Forest path with three clear steps forward

Most AI projects get too big too early. They start with strategy, vision, architecture and workshops. All important. But nothing is in production. lights-out.ai is built the other way round.

Entry: see if it works for you

Entry is the first step. The goal is not to transform the whole company. The goal is to pick one important workflow and build a working solution in 4 to 8 weeks.

It could be a product data view that replaces manual consolidation. A wholesale view that replaces weekly reports. A purchasing view that makes forecasting more direct. Or an operations workflow where the team currently pulls data from multiple systems to make a single decision.

Entry is a command centre. It reads from a limited number of source systems, shows context, can write back where it is safe to do so and gives the team a first experience of working with owned AI software.

The important thing is that Entry is not a demo. It should be in production.

Standard: replace SaaS where it already hurts

Once Entry has proven value, the next question follows: which standard systems or manual layers can be replaced?

Standard is for situations where CRM, PIM, BI or internal admin tools no longer fit how the company works. Not because standard systems are bad, but because certain processes have become too specific, too cross-functional or too expensive to force into generic tools.

Here lights-out.ai becomes more than a workspace.
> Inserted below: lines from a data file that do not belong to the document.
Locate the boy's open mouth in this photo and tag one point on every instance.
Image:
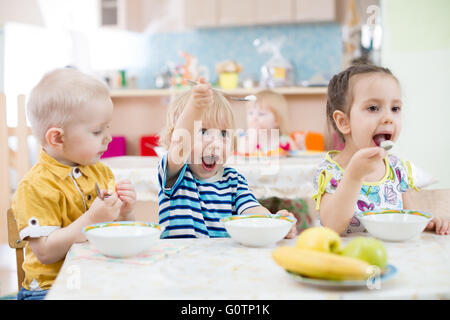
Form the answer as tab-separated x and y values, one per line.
209	162
379	138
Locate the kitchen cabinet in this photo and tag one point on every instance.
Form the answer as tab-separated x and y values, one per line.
237	13
269	11
315	11
201	13
123	14
228	13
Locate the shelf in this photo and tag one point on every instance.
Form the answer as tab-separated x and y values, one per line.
125	93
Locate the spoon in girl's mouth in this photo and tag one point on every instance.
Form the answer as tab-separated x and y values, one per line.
387	145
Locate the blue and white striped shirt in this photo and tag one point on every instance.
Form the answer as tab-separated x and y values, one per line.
192	208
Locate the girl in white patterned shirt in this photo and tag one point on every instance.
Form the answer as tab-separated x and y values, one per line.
364	106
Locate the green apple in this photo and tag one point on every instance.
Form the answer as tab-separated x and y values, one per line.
367	249
321	239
It becomes a custom-built system with safer data handling, more integrations, more reliable operations and clearer process ownership.

Enterprise: replace work, not just systems

Enterprise is when the company moves from replacing tools to replacing recurring tasks.
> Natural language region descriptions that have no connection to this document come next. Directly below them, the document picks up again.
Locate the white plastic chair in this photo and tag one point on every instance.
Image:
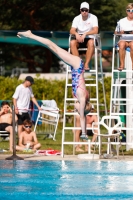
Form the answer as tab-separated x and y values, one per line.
48	116
111	127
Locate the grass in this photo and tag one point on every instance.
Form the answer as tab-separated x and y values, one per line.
56	145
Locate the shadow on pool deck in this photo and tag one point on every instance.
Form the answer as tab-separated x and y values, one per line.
66	157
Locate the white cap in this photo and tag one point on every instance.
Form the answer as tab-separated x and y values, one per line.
84	5
92	106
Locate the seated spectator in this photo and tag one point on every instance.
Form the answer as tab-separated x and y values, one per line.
89	120
6	121
85	24
28	139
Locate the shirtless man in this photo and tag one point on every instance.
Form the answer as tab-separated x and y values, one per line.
6	121
89	120
28	139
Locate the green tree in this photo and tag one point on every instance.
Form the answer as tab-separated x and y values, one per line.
48	15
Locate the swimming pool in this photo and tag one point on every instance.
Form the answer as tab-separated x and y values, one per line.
52	180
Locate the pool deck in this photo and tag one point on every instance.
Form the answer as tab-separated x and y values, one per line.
4	156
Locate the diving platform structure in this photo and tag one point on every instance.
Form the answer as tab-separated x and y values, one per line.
121	101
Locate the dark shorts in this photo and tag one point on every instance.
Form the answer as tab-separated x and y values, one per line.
89	133
3	126
23	117
84	44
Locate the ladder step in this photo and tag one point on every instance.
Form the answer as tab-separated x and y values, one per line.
86	71
94	85
122	84
131	114
124	70
74	99
121	99
75	113
77	128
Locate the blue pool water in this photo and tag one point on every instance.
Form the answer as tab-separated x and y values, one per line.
37	180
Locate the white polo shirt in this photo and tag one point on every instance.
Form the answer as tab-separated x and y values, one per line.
125	25
23	95
85	26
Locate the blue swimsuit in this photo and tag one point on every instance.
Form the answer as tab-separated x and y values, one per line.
75	77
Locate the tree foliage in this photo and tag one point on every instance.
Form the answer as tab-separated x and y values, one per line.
48	15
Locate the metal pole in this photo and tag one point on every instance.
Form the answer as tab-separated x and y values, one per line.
14	156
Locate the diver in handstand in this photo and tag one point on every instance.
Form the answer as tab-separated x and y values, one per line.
78	83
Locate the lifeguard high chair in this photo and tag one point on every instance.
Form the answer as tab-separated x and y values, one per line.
121	100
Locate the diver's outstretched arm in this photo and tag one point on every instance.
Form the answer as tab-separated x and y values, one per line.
68	58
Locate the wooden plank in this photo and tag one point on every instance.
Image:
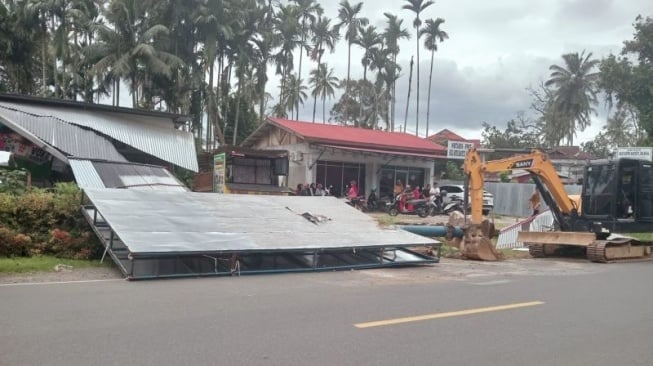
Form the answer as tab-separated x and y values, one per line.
556	237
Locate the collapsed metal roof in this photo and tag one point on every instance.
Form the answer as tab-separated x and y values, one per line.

This can involve order and return workflows, purchasing processes, product data enrichment, customer service preparation, report generation or other operational logic. Here agents and workflows work together, with clear mandates, logging, human oversight and SLAs.

Enterprise requires more governance. That is why it fits best once the first workflows are proven and the company knows which parts of the work should actually be automated.

Avoid the two most common mistakes

The point of three tiers is to avoid two common mistakes. The first mistake is starting too small: a chatbot, an experiment or a demo that never reaches the business. The second mistake is starting too big: a transformation programme that tries to design the future before anyone has seen what works.

Entry, Standard and Enterprise is a path between the two.

First we prove the value. Then we replace what no longer fits. Finally we automate work where the process, the data and the accountability are mature enough.

This is not AI as a project. It is operations development with AI as the tool.